The rain continued, a steady downpour. Ofelia slept that night on the bed, leaving a light on in the kitchen for no reason she could name, except it made her feel better. The room seemed breathless again, too full of the smells of the harvest, already musty from damp. She could not open the shutters in that rain, but she left the front door propped open. Her sleep was broken by dreams of water: waterfalls, rivers, tears streaming from stone faces, leaks in the roof, burst pipes. Each time she woke, certain that the dream was real, only to find herself safe in bed, and no damper than the air itself would make her. In the morning, rain fell from high gray clouds, steadily as misery but without violence.
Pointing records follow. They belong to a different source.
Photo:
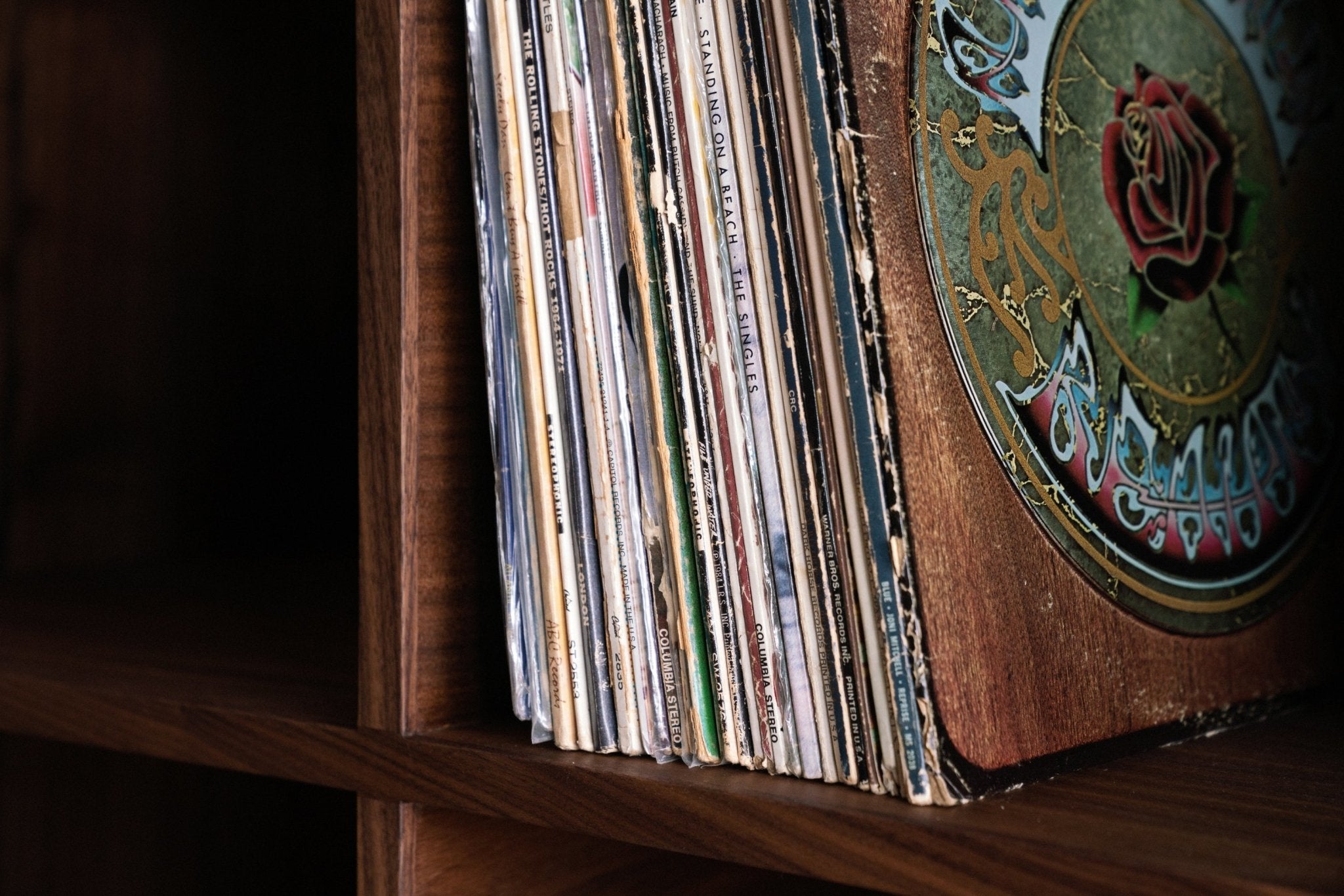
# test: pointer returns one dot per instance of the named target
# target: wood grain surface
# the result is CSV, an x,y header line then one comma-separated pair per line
x,y
425,468
464,855
1251,807
386,847
1027,657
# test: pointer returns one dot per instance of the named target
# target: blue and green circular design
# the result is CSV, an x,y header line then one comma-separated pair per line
x,y
1117,201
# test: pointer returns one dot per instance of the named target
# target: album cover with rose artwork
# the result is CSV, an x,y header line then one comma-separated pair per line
x,y
1109,363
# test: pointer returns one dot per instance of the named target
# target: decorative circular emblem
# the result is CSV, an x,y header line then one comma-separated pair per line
x,y
1117,220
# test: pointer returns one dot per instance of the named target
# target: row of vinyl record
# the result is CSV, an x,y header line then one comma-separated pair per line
x,y
699,521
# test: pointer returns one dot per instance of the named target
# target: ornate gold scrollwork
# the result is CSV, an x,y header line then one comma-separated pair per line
x,y
998,171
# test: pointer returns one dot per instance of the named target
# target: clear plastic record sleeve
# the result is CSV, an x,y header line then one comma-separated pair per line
x,y
682,672
830,451
604,232
674,199
730,422
667,507
869,491
513,493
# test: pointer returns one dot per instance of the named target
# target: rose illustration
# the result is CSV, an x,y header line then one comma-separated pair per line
x,y
1167,169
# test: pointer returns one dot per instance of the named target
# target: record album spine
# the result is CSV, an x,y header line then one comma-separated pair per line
x,y
839,609
737,479
668,525
675,201
866,500
729,116
490,127
606,235
566,434
901,624
769,234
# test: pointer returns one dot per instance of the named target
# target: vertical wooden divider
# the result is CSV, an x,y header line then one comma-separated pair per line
x,y
427,525
427,520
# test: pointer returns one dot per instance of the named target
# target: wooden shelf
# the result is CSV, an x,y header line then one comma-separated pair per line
x,y
228,425
1255,806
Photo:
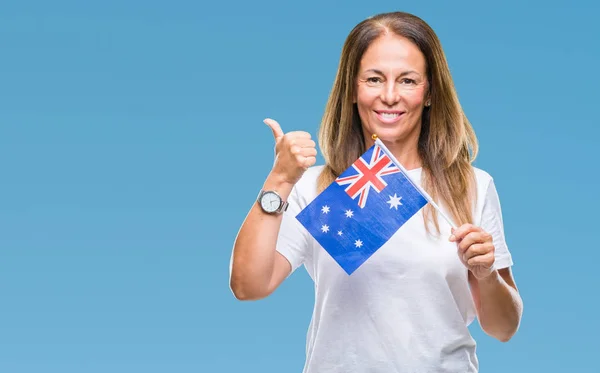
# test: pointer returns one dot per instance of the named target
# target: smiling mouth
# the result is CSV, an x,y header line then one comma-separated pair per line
x,y
389,116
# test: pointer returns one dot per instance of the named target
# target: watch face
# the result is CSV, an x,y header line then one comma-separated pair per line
x,y
270,202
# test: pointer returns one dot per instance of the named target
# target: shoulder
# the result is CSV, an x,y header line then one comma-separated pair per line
x,y
482,178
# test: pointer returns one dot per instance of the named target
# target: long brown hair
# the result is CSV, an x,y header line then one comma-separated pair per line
x,y
447,143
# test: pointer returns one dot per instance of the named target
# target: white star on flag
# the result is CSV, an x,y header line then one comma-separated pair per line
x,y
395,201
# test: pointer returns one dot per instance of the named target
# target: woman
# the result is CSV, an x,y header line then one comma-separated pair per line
x,y
407,308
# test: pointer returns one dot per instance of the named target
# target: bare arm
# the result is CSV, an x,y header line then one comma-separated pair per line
x,y
499,305
257,268
497,301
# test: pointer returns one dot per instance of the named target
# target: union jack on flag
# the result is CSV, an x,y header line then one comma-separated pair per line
x,y
362,209
363,175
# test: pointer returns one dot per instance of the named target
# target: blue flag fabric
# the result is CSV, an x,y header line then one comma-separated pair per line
x,y
362,209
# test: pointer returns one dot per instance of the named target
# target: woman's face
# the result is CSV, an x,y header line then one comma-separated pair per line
x,y
392,89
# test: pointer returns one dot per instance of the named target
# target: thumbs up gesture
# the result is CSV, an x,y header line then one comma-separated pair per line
x,y
294,152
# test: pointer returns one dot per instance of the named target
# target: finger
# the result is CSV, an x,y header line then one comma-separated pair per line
x,y
275,127
459,233
299,135
486,260
477,249
472,238
309,161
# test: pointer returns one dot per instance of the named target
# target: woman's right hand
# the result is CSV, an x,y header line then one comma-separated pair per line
x,y
294,153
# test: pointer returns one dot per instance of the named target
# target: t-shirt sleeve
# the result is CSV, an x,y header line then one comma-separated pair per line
x,y
491,222
293,238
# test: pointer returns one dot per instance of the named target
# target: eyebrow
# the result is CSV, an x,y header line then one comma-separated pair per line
x,y
407,72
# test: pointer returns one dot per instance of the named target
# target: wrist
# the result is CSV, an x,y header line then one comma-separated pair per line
x,y
491,279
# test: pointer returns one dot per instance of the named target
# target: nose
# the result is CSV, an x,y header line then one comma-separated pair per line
x,y
390,94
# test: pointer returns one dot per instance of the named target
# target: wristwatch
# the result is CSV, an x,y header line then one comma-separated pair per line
x,y
270,202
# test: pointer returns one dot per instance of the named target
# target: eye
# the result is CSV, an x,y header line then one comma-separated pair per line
x,y
374,80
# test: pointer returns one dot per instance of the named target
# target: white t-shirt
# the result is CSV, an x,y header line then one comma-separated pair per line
x,y
407,308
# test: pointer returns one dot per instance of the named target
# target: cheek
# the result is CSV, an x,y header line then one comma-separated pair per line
x,y
414,98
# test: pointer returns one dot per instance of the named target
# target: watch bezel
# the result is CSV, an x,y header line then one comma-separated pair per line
x,y
282,205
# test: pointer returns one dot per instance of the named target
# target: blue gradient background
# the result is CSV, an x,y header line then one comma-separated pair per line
x,y
132,146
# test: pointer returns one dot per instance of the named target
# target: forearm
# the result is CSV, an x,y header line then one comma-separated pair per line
x,y
499,306
254,247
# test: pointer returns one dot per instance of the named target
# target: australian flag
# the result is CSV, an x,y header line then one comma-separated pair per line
x,y
362,209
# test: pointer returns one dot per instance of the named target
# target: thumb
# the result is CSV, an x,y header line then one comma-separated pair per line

Occasional squalls hustled past, a roil of lower, darker clouds and gusty winds, but in the east she could see a few patches of blue sky. Heat wrapped her, and moisture. She pushed her way past the fallen tree to the lane, and let the rain wash the sweat off her body. It felt warm, hardly cooler than her blood, and she put back her head and drank it in.
She could see no real damage to any of the buildings, though she did not check all of them that day. First to the center, where the essential machines had gone on as if the storm meant nothing. Perhaps it didn’t mean anything to machines. The air smelled faintly of machine oil, and more strongly of damp and mold. Ofelia turned blowers on, to circulate the air in the sewing rooms. She remembered the last big sea-storm, when the needles had rusted and they had had to polish them again. In the last light, she carried across to the center the most strongly scented of the harvest. She would not have to smell melons again tonight. That night, when a last squall shook the shutters, and bright light spiked through them, she lay in her bed and wondered why she had ever feared it. Her body felt heavy, but new, washed clean by the rain. When thunder rumbled, she felt it in her chest and belly; it shook her bones. It reminded her of Caitano. She was a wicked old woman, and she deserved to die. The old voice scolded her, scolded her naked skin and her discoveries of herself. Beautiful, the new voice said. She had no more words than that, but the visions flashed, one after another: the dark rain, the winds, the tall clouds rising to the light. She dreamed of castles and stars and the mountains she had never seen. Tomatoes and corn were gone completely; most of the beans turned pale yellow and drooped: they had drowned. Along the edge of the garden, squash vines lifted ruffled fanlike leaves, unmarred by the assault of wind and water. Ofelia pushed the welter of tomato vines back off the paths, pulled the cornstalks for the compost, and went on to check other gardens. Anything tall had gone; anything low and leafy had survived. Some fruit trees still stood; others had been uprooted.